Solving Exponential Equations In Quadratic Form - Using Logarithms, With e

This paragraph explains how to solve exponential equations in quadratic form using substitution. The example equation \( e^{2x} - 5e^x + 6 = 0 \) is given, and the substitution \( a = e^x \) is used to transform the equation into a quadratic \( a^2 - 5a + 6 = 0 \). Factoring the quadratic leads to solutions for \( a \), which are then converted back to solve for \( x \) by taking the natural logarithm. The solutions \( x = \ln 2 \) and \( x = \ln 3 \) are derived.

This paragraph provides another example of solving exponential equations: \( e^{2x} - 3e^x - 28 = 0 \). Using the substitution \( a = e^x \), the equation is transformed into \( a^2 - 3a - 28 = 0 \). Factoring leads to solutions \( a = -4 \) and \( a = 7 \). The equation \( e^x = 7 \) is solved to find \( x = \ln 7 \), but \( e^x = -4 \) has no solution because the exponential function cannot equal a negative number. This illustrates that exponential functions can never be negative.

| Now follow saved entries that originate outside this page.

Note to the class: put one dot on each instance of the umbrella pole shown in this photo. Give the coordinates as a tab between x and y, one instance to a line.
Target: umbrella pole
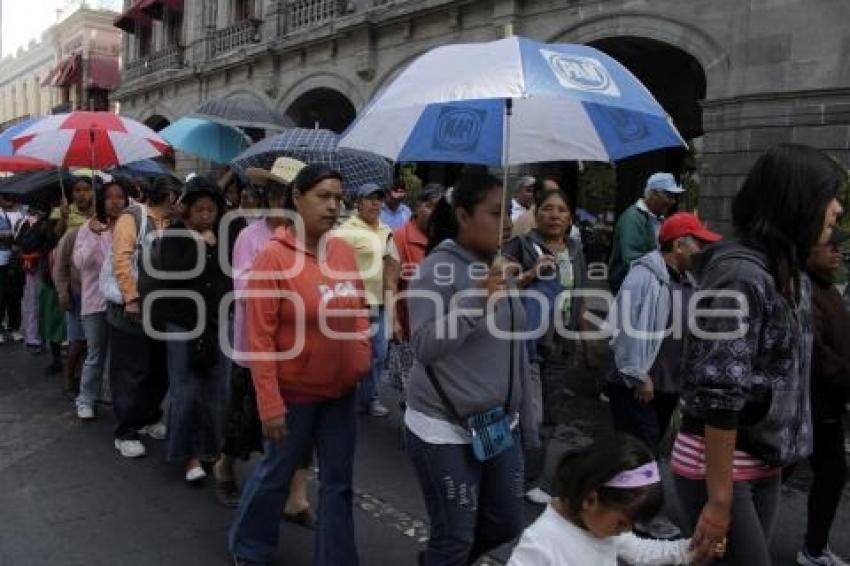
63	200
506	145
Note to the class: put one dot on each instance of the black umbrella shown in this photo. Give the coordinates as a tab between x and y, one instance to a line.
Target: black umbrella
242	112
39	187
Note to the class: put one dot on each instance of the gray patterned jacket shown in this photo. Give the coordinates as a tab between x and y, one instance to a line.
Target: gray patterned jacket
757	383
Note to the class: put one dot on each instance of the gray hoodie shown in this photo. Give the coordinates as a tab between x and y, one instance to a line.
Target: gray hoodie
451	335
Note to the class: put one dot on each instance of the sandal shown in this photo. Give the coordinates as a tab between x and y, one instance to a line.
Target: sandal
305	518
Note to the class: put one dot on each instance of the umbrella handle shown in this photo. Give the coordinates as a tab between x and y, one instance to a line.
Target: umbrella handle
62	198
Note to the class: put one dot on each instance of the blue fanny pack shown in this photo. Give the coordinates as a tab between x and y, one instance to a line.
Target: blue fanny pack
491	430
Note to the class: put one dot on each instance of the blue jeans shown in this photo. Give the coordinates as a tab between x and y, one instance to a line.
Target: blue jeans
97	342
332	426
473	506
367	391
197	404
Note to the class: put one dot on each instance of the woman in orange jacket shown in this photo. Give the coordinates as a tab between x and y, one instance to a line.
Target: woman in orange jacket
308	343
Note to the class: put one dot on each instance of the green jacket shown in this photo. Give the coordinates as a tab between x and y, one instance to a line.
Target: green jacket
634	236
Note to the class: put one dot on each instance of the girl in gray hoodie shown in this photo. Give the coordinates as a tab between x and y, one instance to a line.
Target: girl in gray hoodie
467	364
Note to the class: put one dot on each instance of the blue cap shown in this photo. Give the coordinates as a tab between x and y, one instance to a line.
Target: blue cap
369	189
664	182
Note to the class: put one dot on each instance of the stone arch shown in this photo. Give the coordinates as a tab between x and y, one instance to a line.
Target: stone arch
322	107
156	122
691	39
321	81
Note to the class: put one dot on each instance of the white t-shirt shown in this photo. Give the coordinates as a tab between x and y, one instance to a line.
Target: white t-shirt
13	218
552	540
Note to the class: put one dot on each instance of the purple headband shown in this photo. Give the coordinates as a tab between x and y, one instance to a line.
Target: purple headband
641	476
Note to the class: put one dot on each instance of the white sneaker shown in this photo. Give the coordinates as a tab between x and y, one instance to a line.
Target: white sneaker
130	448
85	413
538	496
157	431
196	475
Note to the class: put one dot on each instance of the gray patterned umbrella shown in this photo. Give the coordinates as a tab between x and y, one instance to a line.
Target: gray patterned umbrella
318	146
242	112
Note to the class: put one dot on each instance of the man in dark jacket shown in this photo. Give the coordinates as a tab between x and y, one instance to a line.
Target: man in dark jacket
636	232
830	393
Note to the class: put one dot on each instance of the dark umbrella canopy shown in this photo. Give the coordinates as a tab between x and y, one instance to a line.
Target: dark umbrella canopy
318	147
242	112
40	187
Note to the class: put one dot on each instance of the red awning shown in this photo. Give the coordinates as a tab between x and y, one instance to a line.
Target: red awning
67	72
133	17
154	8
103	72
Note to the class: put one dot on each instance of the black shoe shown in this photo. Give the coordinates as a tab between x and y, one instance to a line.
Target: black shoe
242	562
53	369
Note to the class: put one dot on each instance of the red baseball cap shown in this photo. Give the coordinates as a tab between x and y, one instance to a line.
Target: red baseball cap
684	224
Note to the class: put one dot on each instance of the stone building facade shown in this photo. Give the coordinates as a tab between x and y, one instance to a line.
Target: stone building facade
74	65
737	75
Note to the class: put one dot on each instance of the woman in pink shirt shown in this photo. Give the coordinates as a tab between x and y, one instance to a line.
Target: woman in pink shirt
90	250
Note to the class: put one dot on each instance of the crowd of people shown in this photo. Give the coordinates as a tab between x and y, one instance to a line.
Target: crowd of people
257	313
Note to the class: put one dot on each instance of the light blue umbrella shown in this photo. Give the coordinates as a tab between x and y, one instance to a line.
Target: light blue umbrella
6	148
215	142
513	101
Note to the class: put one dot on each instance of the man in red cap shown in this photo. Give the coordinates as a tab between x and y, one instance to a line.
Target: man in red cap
644	389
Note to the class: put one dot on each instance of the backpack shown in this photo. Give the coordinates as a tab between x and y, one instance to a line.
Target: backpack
107	282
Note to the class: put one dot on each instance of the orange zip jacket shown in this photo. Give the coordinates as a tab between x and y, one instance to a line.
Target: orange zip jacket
324	366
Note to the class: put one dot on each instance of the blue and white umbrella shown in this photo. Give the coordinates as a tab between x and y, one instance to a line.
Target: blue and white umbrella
566	102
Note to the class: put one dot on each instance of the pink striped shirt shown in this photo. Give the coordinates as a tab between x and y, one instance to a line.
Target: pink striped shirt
688	461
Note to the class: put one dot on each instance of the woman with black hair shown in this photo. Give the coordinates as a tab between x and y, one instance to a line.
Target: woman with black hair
467	399
90	251
746	409
600	492
307	303
552	264
197	391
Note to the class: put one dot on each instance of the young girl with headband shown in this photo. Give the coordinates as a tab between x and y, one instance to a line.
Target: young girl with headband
600	493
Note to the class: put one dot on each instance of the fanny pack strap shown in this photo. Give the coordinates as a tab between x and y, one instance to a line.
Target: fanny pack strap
441	393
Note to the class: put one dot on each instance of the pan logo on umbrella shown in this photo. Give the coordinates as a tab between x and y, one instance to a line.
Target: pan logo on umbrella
575	72
629	126
458	128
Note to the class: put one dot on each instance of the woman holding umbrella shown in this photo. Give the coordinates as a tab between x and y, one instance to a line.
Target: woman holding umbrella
195	367
467	399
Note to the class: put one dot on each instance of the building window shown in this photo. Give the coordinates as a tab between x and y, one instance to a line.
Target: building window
174	25
244	10
145	34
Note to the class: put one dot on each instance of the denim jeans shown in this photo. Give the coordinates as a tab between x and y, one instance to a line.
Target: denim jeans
97	341
473	506
754	505
138	378
367	391
197	401
829	474
332	425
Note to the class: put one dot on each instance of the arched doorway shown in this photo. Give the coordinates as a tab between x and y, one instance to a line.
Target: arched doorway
157	122
323	108
678	81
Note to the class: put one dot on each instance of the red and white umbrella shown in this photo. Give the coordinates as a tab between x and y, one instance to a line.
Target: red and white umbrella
88	139
22	164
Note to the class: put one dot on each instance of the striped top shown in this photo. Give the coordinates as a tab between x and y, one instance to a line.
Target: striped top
688	461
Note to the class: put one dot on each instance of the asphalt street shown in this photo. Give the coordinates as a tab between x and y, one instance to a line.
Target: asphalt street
67	498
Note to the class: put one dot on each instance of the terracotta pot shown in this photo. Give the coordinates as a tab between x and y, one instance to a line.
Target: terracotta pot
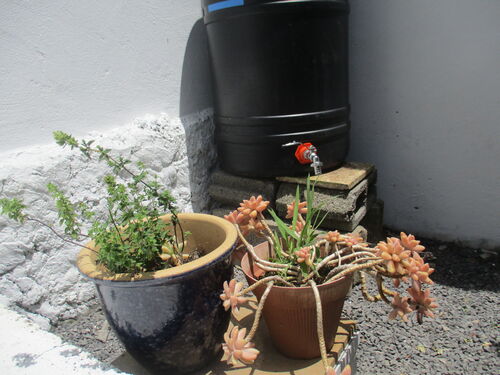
171	321
290	313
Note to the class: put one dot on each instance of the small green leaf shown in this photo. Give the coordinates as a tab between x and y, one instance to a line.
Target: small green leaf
421	348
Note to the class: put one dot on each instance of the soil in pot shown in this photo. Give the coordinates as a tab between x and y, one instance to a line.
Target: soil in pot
290	313
171	321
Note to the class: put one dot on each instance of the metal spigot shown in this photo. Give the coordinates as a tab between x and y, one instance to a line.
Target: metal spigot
306	153
316	163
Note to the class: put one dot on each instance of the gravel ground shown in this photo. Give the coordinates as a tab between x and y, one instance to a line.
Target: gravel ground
463	339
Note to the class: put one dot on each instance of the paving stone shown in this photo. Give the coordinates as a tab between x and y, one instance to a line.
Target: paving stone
229	190
343	178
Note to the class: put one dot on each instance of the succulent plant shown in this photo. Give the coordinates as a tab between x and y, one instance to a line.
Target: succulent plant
304	256
237	348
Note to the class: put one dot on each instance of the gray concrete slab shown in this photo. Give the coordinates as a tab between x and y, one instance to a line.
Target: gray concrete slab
229	190
343	211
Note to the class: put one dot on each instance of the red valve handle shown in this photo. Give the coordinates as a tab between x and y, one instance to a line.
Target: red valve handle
302	153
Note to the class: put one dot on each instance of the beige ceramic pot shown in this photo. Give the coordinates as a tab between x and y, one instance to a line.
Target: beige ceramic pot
290	313
171	321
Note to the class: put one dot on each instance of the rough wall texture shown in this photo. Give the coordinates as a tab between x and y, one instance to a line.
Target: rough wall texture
36	269
425	95
91	65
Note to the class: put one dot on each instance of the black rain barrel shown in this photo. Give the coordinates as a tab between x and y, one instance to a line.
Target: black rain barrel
280	78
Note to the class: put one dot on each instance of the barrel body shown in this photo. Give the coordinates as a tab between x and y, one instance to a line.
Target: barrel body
280	78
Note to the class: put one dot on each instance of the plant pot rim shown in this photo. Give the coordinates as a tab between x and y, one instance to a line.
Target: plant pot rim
87	259
320	286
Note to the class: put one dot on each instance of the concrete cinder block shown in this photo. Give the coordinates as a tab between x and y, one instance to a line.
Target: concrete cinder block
344	210
344	178
228	190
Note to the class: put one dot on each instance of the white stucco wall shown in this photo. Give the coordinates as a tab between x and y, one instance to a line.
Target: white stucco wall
425	94
79	66
37	269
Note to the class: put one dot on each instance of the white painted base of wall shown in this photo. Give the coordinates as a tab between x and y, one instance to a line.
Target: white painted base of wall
37	271
27	349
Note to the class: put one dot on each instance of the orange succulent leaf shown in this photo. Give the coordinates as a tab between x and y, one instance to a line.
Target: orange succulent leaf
299	226
230	296
236	217
252	225
418	270
253	206
333	237
421	302
410	243
236	348
352	239
304	255
291	207
394	255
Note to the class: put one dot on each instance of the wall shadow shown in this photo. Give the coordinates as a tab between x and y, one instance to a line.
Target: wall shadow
196	80
196	114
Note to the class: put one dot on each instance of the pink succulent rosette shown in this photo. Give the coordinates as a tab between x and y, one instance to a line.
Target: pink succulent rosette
230	295
291	207
237	348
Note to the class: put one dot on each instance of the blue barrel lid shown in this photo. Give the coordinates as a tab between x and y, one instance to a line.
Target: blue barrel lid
210	6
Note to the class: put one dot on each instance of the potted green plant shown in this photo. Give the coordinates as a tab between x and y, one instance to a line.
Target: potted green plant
301	277
158	272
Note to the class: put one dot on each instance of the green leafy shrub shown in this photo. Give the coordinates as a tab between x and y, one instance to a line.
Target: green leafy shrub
130	235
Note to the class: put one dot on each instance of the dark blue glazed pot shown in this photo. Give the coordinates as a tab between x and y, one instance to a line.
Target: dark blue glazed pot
171	321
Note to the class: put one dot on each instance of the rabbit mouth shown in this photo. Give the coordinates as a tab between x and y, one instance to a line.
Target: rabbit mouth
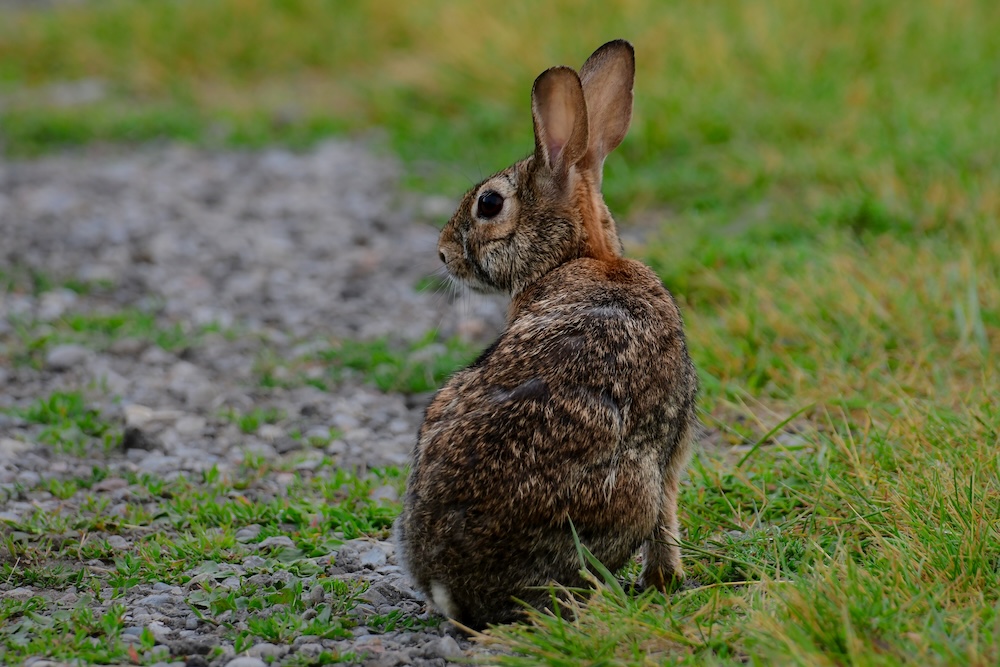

In this paragraph, a more complex exponential equation \( e^{4x} - 14e^{2x} + 48 = 0 \) is solved using substitution. Setting \( a = e^{2x} \) transforms the equation to \( a^2 - 14a + 48 = 0 \), which is then factored to find \( a = 8 \) and \( a = 6 \). Solving \( e^{2x} = 8 \) and \( e^{2x} = 6 \) yields solutions \( x = \frac{\ln 8}{2} \) and \( x = \frac{\ln 6}{2} \). The paragraph also explores using the square root to find \( e^x = \pm \sqrt{8} \), concluding that only the positive root is valid, reinforcing that exponential functions cannot be negative.